Signatária da ação, a advogada Maira Moreira, da organização civil Terra de Direitos, foi responsável pela parte da ADPF que trata da destinação de recursos públicos ao grupo étnico. Neste trecho é destacado que, já neste ano de 2020, “foram autorizados R$ 3,2 milhões da Ação Orçamentária da Ação Orçamentária para Reconhecimento e Indenização de Territórios Quilombolas, a ser executada pelo Incra, mas nenhum recurso foi pago até o momento”. Ao Jornal de Brasília, Moreira comentou os efeitos dessa fuga de investimentos do próprio Estado. “Essa redução afeta todos os procedimentos de demarcação das terras, o que leva a uma insegurança territorial”, aponta.

De acordo com ela, apenas 5% das cerca de seis mil comunidades são tituladas — ou seja, reconhecidas pela Administração Pública. Conforme argumenta, Maira explicita que isso reduz também as possibilidades de gerir “políticas públicas voltadas aos quilombolas, que garantam acesso à Saúde, Educação, produção de alimentos”. De acordo com um estudo de 2017 do então Ministério do Desenvolvimento Social e Combate à Fome, havia 75% da população quilombola vivendo em extrema pobreza.

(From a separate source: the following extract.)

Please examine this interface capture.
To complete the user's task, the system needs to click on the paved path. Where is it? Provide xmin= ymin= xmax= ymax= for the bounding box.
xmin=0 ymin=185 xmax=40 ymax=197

Calisto comemora ao menos a reclusão do Vão de Almas. “Graças a deus estamos isolados, saindo apenas para comprar alguma coisa em Cavalcante”, comenta o quilombola.
O Ministério da Mulher, da Família e dos Direitos Humanos informou à reportagem que atua “diretamente no atendimento das comunidades quilombolas” através da Secretaria Nacional de Promoção da Igualdade Racial.

A pasta ainda reforçou que conseguiu, junto ao Ministério da Economia, verba para aquisição de 343.412 cestas de alimentos, contemplando “cerca de 171.283 famílias de comunidades tradicionais.